The Red Sox lost their second straight game Saturday night in frustrating fashion, with bad luck defining the game as much as bad play.
To be fair to the Rangers, there was nothing lucky about their first run. Ian Kinsler made it happen on the first pitch offered up by John Lackey in the bottom of the first, launching a long fly ball to left that fell into the seats to make it 1-0.
The Rangers' lead wouldn't last long at all, however. David Ortiz doubled to deep center to lead off the second inning, then ended up scoring on a Daniel Nava single thanks in part to an errant throw to the plate.
That, however, would be the last time something went Boston's way on the night.
While John Lackey had been pitching well enough after giving up the leadoff homer, he would run into trouble in the fourth.

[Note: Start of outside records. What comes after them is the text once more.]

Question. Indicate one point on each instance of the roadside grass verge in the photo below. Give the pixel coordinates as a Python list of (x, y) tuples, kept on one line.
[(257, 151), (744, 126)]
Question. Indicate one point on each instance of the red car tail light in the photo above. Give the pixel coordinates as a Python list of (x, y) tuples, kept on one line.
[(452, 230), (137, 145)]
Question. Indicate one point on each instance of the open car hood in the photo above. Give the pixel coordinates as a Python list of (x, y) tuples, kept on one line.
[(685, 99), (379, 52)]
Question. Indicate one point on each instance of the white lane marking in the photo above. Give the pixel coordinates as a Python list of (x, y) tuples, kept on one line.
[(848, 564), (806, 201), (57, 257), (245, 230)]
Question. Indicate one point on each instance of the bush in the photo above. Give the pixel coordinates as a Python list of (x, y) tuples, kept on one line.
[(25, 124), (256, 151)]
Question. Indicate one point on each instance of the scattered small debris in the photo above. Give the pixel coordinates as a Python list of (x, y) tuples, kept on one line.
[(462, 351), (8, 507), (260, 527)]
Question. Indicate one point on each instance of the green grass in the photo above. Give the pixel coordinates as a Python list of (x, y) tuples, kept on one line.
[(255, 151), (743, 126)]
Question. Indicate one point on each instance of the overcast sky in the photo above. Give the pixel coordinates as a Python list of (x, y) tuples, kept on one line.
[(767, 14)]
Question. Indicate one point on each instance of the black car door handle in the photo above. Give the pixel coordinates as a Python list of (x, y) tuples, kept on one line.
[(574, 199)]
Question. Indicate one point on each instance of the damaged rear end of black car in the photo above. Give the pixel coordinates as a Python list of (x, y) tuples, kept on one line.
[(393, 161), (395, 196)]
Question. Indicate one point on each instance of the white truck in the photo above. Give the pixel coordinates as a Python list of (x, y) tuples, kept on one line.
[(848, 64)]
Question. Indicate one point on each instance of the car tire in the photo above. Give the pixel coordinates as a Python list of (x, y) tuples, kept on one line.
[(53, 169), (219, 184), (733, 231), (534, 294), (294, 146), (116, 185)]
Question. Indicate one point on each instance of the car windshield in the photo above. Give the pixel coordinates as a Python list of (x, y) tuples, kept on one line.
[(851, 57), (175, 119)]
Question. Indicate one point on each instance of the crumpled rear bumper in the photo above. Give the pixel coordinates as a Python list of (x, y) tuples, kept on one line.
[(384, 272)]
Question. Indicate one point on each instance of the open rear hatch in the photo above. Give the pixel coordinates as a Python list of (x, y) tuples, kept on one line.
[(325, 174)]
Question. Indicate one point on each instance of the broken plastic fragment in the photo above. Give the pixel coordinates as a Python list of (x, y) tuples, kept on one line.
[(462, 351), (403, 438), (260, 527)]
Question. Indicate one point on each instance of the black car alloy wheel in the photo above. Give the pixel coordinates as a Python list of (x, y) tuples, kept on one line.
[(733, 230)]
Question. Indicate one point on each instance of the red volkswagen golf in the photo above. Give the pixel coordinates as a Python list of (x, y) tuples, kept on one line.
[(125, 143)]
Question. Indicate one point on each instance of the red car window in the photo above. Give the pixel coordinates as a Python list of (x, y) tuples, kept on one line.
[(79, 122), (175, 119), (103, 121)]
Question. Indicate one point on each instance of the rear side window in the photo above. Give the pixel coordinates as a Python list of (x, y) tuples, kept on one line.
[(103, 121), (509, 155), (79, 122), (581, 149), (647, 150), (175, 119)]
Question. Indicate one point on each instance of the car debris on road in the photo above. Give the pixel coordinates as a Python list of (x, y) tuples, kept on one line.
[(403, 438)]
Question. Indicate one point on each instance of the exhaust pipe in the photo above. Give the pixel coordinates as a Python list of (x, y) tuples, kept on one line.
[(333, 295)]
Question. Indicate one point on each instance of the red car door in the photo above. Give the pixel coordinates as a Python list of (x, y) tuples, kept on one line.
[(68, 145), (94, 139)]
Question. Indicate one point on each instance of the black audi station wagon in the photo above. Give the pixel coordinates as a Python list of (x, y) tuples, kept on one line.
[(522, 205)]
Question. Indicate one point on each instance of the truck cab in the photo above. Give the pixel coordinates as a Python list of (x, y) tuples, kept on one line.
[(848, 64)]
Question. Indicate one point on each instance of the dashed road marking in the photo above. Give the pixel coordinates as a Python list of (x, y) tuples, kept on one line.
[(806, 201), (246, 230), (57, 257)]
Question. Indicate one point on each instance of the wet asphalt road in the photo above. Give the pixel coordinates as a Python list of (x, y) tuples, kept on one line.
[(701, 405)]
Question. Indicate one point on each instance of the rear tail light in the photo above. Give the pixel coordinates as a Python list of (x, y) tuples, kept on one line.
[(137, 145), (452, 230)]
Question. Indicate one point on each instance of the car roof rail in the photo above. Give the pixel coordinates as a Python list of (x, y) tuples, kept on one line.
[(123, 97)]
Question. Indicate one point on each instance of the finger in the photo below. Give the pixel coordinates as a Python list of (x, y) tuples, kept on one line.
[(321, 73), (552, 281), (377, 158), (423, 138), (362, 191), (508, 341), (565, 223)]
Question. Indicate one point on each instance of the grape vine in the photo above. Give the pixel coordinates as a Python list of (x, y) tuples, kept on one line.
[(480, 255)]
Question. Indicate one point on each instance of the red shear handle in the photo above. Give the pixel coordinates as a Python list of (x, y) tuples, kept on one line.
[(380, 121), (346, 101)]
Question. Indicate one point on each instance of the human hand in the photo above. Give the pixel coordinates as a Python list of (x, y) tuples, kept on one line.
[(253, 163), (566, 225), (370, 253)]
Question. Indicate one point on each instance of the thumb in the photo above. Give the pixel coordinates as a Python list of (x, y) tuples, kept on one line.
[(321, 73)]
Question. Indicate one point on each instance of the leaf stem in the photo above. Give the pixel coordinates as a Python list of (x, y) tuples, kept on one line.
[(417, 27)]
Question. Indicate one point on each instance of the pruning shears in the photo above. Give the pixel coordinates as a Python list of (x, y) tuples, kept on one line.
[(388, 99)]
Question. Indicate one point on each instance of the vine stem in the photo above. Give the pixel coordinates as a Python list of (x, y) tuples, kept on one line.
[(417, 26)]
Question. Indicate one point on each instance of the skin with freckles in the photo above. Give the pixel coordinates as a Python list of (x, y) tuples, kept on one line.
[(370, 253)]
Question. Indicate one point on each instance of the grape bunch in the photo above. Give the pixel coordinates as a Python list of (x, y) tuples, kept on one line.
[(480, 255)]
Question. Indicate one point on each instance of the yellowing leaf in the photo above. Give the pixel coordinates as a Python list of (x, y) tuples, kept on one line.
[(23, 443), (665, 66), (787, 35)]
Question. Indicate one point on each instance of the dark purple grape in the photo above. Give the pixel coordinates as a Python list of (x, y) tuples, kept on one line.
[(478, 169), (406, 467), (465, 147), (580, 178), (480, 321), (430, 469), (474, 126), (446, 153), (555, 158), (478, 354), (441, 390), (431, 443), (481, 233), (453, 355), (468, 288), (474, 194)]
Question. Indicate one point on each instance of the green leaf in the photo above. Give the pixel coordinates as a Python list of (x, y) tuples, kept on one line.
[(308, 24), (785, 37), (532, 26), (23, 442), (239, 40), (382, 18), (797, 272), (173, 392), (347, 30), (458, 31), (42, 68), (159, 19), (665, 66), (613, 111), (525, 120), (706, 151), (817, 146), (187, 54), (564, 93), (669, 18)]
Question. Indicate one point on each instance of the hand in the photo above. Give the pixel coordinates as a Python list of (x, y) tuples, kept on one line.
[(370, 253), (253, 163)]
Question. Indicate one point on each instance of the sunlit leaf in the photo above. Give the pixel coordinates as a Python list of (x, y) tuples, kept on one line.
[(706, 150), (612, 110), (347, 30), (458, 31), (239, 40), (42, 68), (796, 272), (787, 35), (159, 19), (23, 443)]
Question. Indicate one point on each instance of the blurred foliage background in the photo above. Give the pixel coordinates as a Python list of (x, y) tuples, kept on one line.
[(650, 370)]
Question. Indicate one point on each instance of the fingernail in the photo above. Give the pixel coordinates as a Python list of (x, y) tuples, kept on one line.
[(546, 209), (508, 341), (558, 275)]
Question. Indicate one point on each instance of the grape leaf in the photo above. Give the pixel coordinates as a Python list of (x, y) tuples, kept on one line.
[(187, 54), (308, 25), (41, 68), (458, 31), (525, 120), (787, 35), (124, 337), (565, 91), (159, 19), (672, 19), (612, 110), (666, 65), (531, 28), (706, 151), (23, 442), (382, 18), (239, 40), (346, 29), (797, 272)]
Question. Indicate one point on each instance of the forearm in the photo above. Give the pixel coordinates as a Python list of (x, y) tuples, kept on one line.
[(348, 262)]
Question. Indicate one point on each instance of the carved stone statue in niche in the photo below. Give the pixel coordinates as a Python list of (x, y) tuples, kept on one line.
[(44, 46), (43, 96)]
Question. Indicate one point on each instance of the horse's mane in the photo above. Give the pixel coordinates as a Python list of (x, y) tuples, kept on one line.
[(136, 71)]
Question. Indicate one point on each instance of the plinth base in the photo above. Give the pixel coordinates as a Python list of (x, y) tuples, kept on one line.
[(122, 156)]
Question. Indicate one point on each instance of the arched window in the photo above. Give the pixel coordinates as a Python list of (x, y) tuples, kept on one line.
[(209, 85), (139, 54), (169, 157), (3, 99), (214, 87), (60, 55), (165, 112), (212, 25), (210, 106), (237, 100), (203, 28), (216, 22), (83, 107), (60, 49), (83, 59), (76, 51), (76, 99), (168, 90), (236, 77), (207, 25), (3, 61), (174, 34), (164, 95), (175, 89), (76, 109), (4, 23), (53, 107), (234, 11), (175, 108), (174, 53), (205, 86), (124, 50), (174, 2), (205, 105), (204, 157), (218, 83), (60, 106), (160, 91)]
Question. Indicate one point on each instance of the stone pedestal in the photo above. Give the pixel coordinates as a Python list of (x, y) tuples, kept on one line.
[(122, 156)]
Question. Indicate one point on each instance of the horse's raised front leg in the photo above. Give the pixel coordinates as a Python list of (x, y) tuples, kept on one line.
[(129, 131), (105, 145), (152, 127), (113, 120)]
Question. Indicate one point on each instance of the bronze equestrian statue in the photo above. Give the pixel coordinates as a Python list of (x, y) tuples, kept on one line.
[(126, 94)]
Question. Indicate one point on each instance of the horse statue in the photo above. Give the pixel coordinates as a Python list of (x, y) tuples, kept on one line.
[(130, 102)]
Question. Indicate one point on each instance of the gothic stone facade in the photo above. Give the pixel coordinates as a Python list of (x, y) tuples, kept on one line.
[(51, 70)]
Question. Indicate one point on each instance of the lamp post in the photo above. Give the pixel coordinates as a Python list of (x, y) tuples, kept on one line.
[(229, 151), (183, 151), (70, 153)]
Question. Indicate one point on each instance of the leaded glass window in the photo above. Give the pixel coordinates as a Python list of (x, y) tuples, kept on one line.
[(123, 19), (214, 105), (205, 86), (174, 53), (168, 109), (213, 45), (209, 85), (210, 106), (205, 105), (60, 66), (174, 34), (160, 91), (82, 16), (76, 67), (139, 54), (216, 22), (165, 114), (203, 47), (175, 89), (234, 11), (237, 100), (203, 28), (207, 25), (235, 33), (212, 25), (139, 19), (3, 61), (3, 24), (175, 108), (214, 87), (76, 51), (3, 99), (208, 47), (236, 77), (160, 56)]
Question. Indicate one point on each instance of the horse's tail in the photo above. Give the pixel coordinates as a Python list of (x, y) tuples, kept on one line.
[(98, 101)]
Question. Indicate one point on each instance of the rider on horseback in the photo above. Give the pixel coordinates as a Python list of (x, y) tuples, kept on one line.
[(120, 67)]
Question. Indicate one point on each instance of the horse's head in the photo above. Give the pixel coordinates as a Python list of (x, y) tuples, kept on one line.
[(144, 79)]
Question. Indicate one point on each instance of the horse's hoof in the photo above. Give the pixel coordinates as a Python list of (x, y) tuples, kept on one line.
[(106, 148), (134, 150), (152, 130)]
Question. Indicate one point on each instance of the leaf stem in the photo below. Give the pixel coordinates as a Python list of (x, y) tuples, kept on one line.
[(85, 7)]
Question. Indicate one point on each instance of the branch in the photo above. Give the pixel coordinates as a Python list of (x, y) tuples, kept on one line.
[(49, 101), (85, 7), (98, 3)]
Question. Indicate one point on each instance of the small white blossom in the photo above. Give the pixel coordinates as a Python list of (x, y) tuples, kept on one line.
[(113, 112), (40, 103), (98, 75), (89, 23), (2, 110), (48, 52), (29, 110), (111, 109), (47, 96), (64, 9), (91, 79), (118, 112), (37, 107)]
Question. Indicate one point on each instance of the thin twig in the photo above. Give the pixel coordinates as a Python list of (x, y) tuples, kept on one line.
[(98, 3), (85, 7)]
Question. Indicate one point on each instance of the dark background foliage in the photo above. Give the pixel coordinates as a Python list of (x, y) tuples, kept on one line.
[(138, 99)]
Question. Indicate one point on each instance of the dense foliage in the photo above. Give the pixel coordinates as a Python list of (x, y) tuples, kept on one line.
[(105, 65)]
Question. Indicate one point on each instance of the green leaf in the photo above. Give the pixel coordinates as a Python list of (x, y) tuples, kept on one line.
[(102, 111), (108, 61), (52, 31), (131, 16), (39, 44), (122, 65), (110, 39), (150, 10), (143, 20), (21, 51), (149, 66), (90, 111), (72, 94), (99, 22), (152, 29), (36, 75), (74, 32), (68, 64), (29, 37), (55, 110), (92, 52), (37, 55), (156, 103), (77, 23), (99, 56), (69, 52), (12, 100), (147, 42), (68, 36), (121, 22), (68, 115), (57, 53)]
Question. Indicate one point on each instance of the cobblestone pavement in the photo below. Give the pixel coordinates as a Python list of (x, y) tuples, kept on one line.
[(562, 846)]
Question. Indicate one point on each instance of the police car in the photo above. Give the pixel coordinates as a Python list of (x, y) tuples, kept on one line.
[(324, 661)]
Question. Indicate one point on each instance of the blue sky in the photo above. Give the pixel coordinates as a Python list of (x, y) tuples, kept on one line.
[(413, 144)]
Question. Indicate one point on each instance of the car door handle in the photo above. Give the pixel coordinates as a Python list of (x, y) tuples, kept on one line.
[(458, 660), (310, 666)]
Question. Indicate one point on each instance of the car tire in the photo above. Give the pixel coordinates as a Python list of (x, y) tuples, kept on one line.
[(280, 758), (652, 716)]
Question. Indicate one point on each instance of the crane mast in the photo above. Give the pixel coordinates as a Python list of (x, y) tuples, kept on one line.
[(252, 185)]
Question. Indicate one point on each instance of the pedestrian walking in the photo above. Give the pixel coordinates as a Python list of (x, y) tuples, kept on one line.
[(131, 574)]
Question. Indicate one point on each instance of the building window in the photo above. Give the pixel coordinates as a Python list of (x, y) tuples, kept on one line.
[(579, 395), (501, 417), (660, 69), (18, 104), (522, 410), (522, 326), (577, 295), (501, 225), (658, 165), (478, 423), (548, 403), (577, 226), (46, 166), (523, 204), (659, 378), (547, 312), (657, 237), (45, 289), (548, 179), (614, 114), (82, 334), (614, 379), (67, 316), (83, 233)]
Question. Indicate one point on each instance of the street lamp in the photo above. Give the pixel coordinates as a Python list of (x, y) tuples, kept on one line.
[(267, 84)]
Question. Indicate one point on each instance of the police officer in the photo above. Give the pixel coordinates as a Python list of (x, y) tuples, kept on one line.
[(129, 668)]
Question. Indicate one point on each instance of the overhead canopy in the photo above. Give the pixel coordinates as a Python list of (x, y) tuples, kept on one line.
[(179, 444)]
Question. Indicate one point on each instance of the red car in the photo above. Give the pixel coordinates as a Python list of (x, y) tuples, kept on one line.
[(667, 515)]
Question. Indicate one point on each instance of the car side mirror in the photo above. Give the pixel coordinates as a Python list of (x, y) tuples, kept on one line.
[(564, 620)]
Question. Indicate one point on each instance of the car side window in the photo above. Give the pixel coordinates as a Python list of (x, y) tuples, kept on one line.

Two walks and a ground ball single would load the bases with two outs and prompt a visit from pitching coach Juan Nieves with Craig Gentry coming to the plate. Nieves has had a tendency to be weirdly magical with his visits, and when the very next pitch resulted in a fairly weak ground ball to third, it seemed like he'd worked another wonder. The ball, however, was perfectly placed--a high-chopper that took Will Middlebrooks well behind the bag. His throw was late, and Napoli could not come up with it besides, allowing two runs to come in.
Given the way the Red Sox swung the bat against Alexi Ogando and the bullpen, that two-run lead really shouldn't have been enough. Somehow, though, it was. Hard-hit ground balls up the middle were snagged by the pitcher, often more because that's where his follow through left his glove than because of a quick reaction. Line drives to the outfield were right at an outfielder or stayed up just long enough. And when they stayed on the infield it was either Elvis Andrus not having to move a foot to make the grab, or Mitch Moreland with the added benefit of being able to tag first for a double play.
The Rangers' lead would become more significant later in the night thanks to Craig Gentry taking Koji Uehara deep, but on the whole the game already felt over by that point. The Sox were fighting an uphill battle against the universe, and the universe wasn't letting up. Teams don't usually win games like that, and tonight the Sox were no exception.